Dans L’heure de l’étoile de la célèbre écrivain brésilienne Clarice Lispector, la figure de la voyante est exemplaire. Une jeune femme humble, très pauvre et perdue dans la grande ville, décide en dernier recours de consulter une voyante. Elle ressort de là , radieuse, ravie de ce qu’elle vient d’entendre ; seulement, la lumière qui atteint sa vie n’est pas la figuration de l’amour qui apparaît tel un prince sur son cheval blanc, le riche étranger qui lui a été prédit, mais les phares de la voiture qui la percute. Elle est renversée dans la rue, encore fascinée par le mirage. Au moment où elle tombe à terre, elle pense : « La chute n’a été qu’un coup de pouce, ce que la voyante a dit a déjà commencé (car elle a vu que la voiture était une voiture de luxe)… ma vie vient de commencer… ». Et elle meurt, enveloppée dans l’idée que « naissait » finalement à ce moment , son futur.

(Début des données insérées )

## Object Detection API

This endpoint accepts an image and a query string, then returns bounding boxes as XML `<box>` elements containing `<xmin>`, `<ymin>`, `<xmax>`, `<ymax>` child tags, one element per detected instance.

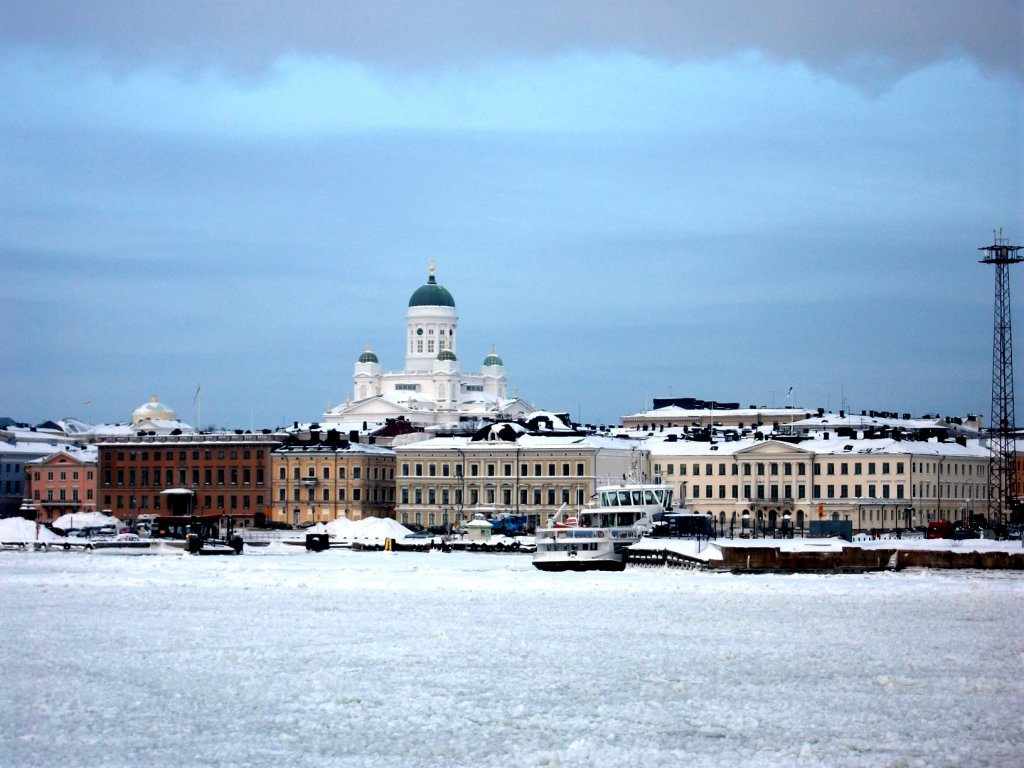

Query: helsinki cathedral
<box><xmin>322</xmin><ymin>262</ymin><xmax>534</xmax><ymax>428</ymax></box>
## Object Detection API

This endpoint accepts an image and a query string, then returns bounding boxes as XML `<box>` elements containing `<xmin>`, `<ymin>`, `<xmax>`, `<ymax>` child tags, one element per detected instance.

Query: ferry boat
<box><xmin>532</xmin><ymin>482</ymin><xmax>673</xmax><ymax>571</ymax></box>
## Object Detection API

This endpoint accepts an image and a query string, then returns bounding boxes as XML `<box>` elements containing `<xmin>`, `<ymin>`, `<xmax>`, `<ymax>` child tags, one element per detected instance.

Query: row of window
<box><xmin>34</xmin><ymin>488</ymin><xmax>94</xmax><ymax>501</ymax></box>
<box><xmin>104</xmin><ymin>468</ymin><xmax>265</xmax><ymax>487</ymax></box>
<box><xmin>658</xmin><ymin>459</ymin><xmax>984</xmax><ymax>478</ymax></box>
<box><xmin>402</xmin><ymin>461</ymin><xmax>587</xmax><ymax>478</ymax></box>
<box><xmin>102</xmin><ymin>494</ymin><xmax>265</xmax><ymax>510</ymax></box>
<box><xmin>276</xmin><ymin>465</ymin><xmax>388</xmax><ymax>481</ymax></box>
<box><xmin>104</xmin><ymin>449</ymin><xmax>264</xmax><ymax>461</ymax></box>
<box><xmin>34</xmin><ymin>470</ymin><xmax>95</xmax><ymax>482</ymax></box>
<box><xmin>277</xmin><ymin>486</ymin><xmax>394</xmax><ymax>503</ymax></box>
<box><xmin>685</xmin><ymin>484</ymin><xmax>909</xmax><ymax>500</ymax></box>
<box><xmin>400</xmin><ymin>486</ymin><xmax>586</xmax><ymax>507</ymax></box>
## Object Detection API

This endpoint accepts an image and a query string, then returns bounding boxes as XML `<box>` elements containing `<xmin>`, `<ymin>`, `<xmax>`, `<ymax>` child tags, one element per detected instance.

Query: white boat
<box><xmin>532</xmin><ymin>482</ymin><xmax>674</xmax><ymax>572</ymax></box>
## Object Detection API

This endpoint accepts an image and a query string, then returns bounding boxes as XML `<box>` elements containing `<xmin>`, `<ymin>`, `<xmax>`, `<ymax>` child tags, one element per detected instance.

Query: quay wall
<box><xmin>706</xmin><ymin>544</ymin><xmax>1024</xmax><ymax>572</ymax></box>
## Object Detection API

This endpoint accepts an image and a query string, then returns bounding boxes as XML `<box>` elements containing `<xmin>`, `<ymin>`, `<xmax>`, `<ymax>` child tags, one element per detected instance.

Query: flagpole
<box><xmin>194</xmin><ymin>384</ymin><xmax>202</xmax><ymax>432</ymax></box>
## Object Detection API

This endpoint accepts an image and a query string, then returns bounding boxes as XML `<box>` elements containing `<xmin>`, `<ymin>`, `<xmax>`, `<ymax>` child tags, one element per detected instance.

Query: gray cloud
<box><xmin>1</xmin><ymin>1</ymin><xmax>1020</xmax><ymax>87</ymax></box>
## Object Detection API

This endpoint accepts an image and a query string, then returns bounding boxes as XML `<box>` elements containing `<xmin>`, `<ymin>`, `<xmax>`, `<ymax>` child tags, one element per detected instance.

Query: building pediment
<box><xmin>734</xmin><ymin>440</ymin><xmax>812</xmax><ymax>457</ymax></box>
<box><xmin>334</xmin><ymin>397</ymin><xmax>416</xmax><ymax>418</ymax></box>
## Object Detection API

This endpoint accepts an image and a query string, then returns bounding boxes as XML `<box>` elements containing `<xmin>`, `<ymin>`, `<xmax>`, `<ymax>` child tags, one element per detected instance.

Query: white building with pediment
<box><xmin>323</xmin><ymin>263</ymin><xmax>534</xmax><ymax>428</ymax></box>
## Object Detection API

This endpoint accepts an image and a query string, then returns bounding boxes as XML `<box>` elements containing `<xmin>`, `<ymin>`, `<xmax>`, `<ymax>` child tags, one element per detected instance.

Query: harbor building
<box><xmin>323</xmin><ymin>262</ymin><xmax>534</xmax><ymax>428</ymax></box>
<box><xmin>96</xmin><ymin>432</ymin><xmax>281</xmax><ymax>523</ymax></box>
<box><xmin>644</xmin><ymin>424</ymin><xmax>989</xmax><ymax>535</ymax></box>
<box><xmin>26</xmin><ymin>445</ymin><xmax>99</xmax><ymax>522</ymax></box>
<box><xmin>394</xmin><ymin>415</ymin><xmax>649</xmax><ymax>530</ymax></box>
<box><xmin>269</xmin><ymin>428</ymin><xmax>396</xmax><ymax>526</ymax></box>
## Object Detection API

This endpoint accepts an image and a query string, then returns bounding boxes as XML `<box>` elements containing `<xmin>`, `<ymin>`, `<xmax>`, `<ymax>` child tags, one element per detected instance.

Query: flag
<box><xmin>194</xmin><ymin>384</ymin><xmax>201</xmax><ymax>403</ymax></box>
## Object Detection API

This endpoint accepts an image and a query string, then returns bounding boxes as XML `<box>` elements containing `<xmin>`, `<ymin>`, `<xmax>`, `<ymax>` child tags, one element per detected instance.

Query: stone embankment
<box><xmin>627</xmin><ymin>539</ymin><xmax>1024</xmax><ymax>573</ymax></box>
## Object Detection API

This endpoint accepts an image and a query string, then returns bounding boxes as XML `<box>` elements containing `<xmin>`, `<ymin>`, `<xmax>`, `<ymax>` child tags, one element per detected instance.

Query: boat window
<box><xmin>644</xmin><ymin>490</ymin><xmax>657</xmax><ymax>504</ymax></box>
<box><xmin>618</xmin><ymin>491</ymin><xmax>631</xmax><ymax>505</ymax></box>
<box><xmin>632</xmin><ymin>491</ymin><xmax>642</xmax><ymax>505</ymax></box>
<box><xmin>579</xmin><ymin>514</ymin><xmax>592</xmax><ymax>528</ymax></box>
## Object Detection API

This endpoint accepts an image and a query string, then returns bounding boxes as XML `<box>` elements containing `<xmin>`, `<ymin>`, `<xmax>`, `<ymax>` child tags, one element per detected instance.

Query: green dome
<box><xmin>437</xmin><ymin>349</ymin><xmax>457</xmax><ymax>362</ymax></box>
<box><xmin>483</xmin><ymin>346</ymin><xmax>503</xmax><ymax>367</ymax></box>
<box><xmin>358</xmin><ymin>344</ymin><xmax>378</xmax><ymax>364</ymax></box>
<box><xmin>409</xmin><ymin>273</ymin><xmax>455</xmax><ymax>308</ymax></box>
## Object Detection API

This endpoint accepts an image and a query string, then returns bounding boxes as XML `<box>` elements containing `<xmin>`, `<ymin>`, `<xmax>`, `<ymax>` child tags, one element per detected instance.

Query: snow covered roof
<box><xmin>26</xmin><ymin>444</ymin><xmax>98</xmax><ymax>465</ymax></box>
<box><xmin>644</xmin><ymin>433</ymin><xmax>990</xmax><ymax>459</ymax></box>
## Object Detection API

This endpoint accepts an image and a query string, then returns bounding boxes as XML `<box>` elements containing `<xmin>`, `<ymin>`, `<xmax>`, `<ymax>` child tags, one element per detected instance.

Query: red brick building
<box><xmin>97</xmin><ymin>432</ymin><xmax>282</xmax><ymax>522</ymax></box>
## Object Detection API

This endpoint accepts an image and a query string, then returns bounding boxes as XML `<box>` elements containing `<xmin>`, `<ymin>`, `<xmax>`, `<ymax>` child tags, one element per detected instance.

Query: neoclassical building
<box><xmin>323</xmin><ymin>262</ymin><xmax>533</xmax><ymax>428</ymax></box>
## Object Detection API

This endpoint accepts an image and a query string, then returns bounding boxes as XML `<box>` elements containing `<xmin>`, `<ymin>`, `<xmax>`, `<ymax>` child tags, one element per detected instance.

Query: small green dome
<box><xmin>409</xmin><ymin>264</ymin><xmax>455</xmax><ymax>308</ymax></box>
<box><xmin>358</xmin><ymin>344</ymin><xmax>378</xmax><ymax>364</ymax></box>
<box><xmin>437</xmin><ymin>349</ymin><xmax>457</xmax><ymax>362</ymax></box>
<box><xmin>483</xmin><ymin>345</ymin><xmax>503</xmax><ymax>367</ymax></box>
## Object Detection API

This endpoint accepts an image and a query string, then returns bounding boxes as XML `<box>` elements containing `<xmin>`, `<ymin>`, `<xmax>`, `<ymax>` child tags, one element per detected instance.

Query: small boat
<box><xmin>532</xmin><ymin>482</ymin><xmax>673</xmax><ymax>572</ymax></box>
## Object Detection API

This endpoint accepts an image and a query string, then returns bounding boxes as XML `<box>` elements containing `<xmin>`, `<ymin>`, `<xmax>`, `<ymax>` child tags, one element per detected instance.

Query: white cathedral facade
<box><xmin>322</xmin><ymin>263</ymin><xmax>534</xmax><ymax>428</ymax></box>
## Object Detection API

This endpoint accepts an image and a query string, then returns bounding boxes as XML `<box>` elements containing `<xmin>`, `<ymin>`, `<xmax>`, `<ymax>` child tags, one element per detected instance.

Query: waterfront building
<box><xmin>394</xmin><ymin>417</ymin><xmax>648</xmax><ymax>530</ymax></box>
<box><xmin>270</xmin><ymin>429</ymin><xmax>396</xmax><ymax>526</ymax></box>
<box><xmin>645</xmin><ymin>426</ymin><xmax>989</xmax><ymax>534</ymax></box>
<box><xmin>323</xmin><ymin>262</ymin><xmax>534</xmax><ymax>428</ymax></box>
<box><xmin>26</xmin><ymin>445</ymin><xmax>99</xmax><ymax>522</ymax></box>
<box><xmin>96</xmin><ymin>431</ymin><xmax>281</xmax><ymax>523</ymax></box>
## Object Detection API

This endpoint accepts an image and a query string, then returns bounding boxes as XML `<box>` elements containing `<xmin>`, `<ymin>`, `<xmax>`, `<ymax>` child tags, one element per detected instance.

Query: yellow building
<box><xmin>270</xmin><ymin>436</ymin><xmax>396</xmax><ymax>525</ymax></box>
<box><xmin>394</xmin><ymin>430</ymin><xmax>649</xmax><ymax>530</ymax></box>
<box><xmin>647</xmin><ymin>432</ymin><xmax>989</xmax><ymax>534</ymax></box>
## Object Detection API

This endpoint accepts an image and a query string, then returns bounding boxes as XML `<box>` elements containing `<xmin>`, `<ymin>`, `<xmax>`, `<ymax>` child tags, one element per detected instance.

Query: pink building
<box><xmin>27</xmin><ymin>447</ymin><xmax>99</xmax><ymax>522</ymax></box>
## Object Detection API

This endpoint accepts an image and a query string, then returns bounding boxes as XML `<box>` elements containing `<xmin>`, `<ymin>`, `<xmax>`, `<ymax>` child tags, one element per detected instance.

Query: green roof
<box><xmin>409</xmin><ymin>274</ymin><xmax>455</xmax><ymax>308</ymax></box>
<box><xmin>437</xmin><ymin>349</ymin><xmax>457</xmax><ymax>361</ymax></box>
<box><xmin>358</xmin><ymin>350</ymin><xmax>379</xmax><ymax>363</ymax></box>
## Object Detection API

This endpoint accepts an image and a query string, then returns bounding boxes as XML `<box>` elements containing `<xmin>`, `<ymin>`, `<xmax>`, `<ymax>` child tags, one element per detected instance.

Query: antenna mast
<box><xmin>979</xmin><ymin>230</ymin><xmax>1023</xmax><ymax>527</ymax></box>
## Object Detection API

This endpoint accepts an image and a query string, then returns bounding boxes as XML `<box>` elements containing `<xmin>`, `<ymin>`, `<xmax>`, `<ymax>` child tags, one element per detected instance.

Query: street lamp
<box><xmin>742</xmin><ymin>511</ymin><xmax>750</xmax><ymax>537</ymax></box>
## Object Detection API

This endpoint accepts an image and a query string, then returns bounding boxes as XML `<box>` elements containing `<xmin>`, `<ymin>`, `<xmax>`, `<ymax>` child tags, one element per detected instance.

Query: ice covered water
<box><xmin>1</xmin><ymin>549</ymin><xmax>1021</xmax><ymax>768</ymax></box>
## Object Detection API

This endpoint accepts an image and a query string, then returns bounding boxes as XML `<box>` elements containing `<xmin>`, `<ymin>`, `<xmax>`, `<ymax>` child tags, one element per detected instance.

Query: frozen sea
<box><xmin>1</xmin><ymin>547</ymin><xmax>1022</xmax><ymax>768</ymax></box>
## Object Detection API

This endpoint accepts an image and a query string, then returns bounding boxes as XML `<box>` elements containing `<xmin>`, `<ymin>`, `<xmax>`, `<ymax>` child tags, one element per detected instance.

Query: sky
<box><xmin>2</xmin><ymin>1</ymin><xmax>1022</xmax><ymax>430</ymax></box>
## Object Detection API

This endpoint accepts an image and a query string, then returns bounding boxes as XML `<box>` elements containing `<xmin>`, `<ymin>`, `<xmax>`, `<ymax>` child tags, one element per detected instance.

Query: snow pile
<box><xmin>0</xmin><ymin>517</ymin><xmax>65</xmax><ymax>543</ymax></box>
<box><xmin>312</xmin><ymin>516</ymin><xmax>412</xmax><ymax>544</ymax></box>
<box><xmin>51</xmin><ymin>511</ymin><xmax>122</xmax><ymax>532</ymax></box>
<box><xmin>349</xmin><ymin>516</ymin><xmax>412</xmax><ymax>542</ymax></box>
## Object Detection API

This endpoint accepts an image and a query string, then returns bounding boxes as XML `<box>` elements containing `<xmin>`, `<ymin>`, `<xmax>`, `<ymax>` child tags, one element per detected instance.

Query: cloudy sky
<box><xmin>2</xmin><ymin>1</ymin><xmax>1022</xmax><ymax>429</ymax></box>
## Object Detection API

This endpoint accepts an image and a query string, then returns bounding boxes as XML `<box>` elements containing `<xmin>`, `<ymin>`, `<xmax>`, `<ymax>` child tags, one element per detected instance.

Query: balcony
<box><xmin>300</xmin><ymin>477</ymin><xmax>319</xmax><ymax>486</ymax></box>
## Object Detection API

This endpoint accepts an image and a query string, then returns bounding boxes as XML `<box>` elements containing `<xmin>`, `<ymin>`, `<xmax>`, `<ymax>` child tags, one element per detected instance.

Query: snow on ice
<box><xmin>0</xmin><ymin>547</ymin><xmax>1021</xmax><ymax>768</ymax></box>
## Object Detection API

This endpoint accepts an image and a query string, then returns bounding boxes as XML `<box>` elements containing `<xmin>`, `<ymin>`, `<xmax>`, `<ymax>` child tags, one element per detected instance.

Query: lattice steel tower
<box><xmin>980</xmin><ymin>231</ymin><xmax>1023</xmax><ymax>525</ymax></box>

Cette idée se dédouble dans The road to Delphi : le récit est ce qui produit le lieu où l’oracle aura dit la vérité. L’heure de l’étoile présente cela sous les traits de l’ironie : l’événement est la mort, mais l’histoire qu’elle se raconte est celle de la naissance.

La voyante est-elle un oracle ? Non, mais la jeune femme s’est adressée à elle comme si elle en était un. Ce qui est prédit, est situé dans une histoire que (nous) racontons (quand nous nous adressons à quelqu’un ou à quelque chose dans l’attente d’une parole du lieu de la vérité). Ainsi, la prédiction oraculaire entendue dépend du lieu d’où nous pouvons lire le message, ainsi que de l’angle où nous nous trouvons. Il en est de même pour la distribution des lieux dans la nouvelle La lettre volée d’Edgar Allan Poe, analysée en détails par Lacan. Le lieu de la cécité (occupé dans l’histoire par le roi et par la police) qu’il ironise tant (à travers la plaisanterie du microscope de la science) est produit (comme les autres lieux) conformément à la circulation de la lettre et du lieu qu’offre cette circulation pour le sujet.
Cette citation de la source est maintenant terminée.